Evaluating the Greek time period – the most specific factors that I feel are important are that of trees used as a component to highlight important areas, container growing, reflection or borrowing of plant shapes, and most importantly the creation of meditation areas and gathering spaces. Articulating the Roman Epoch, the most vibrant ideas to me were the distinction they created between food crops and the overall plan – moving forward from the Egyptian traditions that had these elements in simultaneousness. Their building of ramps rather than staircases, and walkways acting as a circumference in the outer periphery.
When I was introduced to Chinese Garden Design and Heritage, it was amazement to me that they did not involve any strict formulas like most of the other eras – Mughal etc. Their design was always planned as a series of pictures like a scroll painting. The Chinese character for garden had always been a combination of two words – land and water. Another aspect, which attracted me, was on how they utilized rocks – they used rocks as Europeans used statues. The presence of intimacy and lack of monumentality and symmetry gave fresh ideas and inspiration to Europeans for the 18th century gardens they designed.
When envisaging the Japanese regime, the prime ideas that clicked involved the lack of symmetry. Despite this quality they maintained balance in all of their designs – through the creation of a careful visual balance existent from all areas. Usage of stone materials carved into dragons and limestone boulders were integral to Shibusa (the Japanese word for quiet and refined taste).

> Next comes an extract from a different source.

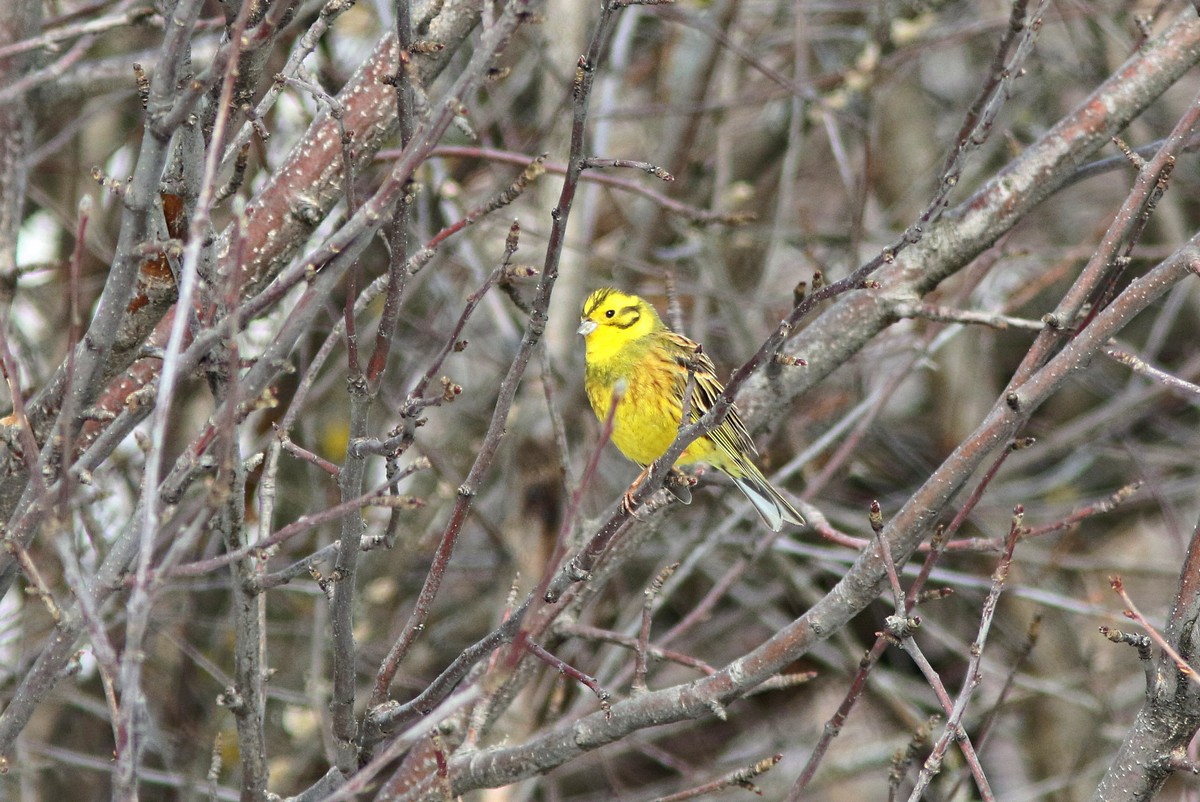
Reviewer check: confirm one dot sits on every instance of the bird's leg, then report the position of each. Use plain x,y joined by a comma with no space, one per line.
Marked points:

The Castle Gardens did not have much to share with the world of Garden Design – although the qualities that they possessed could only be seen in paintings, which came through miniaturists and tapestry designers. The environment, joyous lifestyle and inhabitable essence were evident in Castle Gardens. There focus was lesser towards ornamentation and more towards notions such as symbolic presence. Species were suggestive enough for this cause – Mary’s purity: white lilies, Divine love: red roses, strawberries, Trinity: trefoil leaves.
Italian Renaissance has lot of ideas, which cause an admiration with this era. The implementation of staircases rather than ramps, was a new concept altogether to in the world of Garden Design. The Romans could not solve this issue. The flourishing of water, spilling in quantity down the terraced hillsides now selected for garden sites, provided motion and sound in a variety of moods.
Although these notions did leave a mark on modern garden designs, there is still one era whose elements are very difficult to find in today’s world – especially local gardens. This regime is that of the Roman era. It is very rare to find ramps instead of staircases in today’s gardens – a ramp generally requires a lot of length for adding a human friendly slope (1’:12’) to an area. In the modern world today such type of distance are very hard to create. Designers usually move towards designing elaborate stairways etc.
Another condition which is very hard to view in today’s garden design is that of emptying and filling of water through the construction of implements. This is something, which is pretty much limited in local gardens, it requires a lot of maintenance, is hard to construct and expensive, and requires a lot of mechanisms that cannot be manufactured at a smaller scale.
The final idea which was prevalent in Roman Gardens and cannot be seen in local gardens is that of the forceful blooming out of season of roses and foreign plants nurturing – usually local gardeners do not wish to take such a risk because due to economic reasons involved with the stalk holders/decision-makers (client, government) – they are reluctant to take such a risk which may cause a lot of loss etc. Although this idea is a very common practice in greenhouse farming and plantation.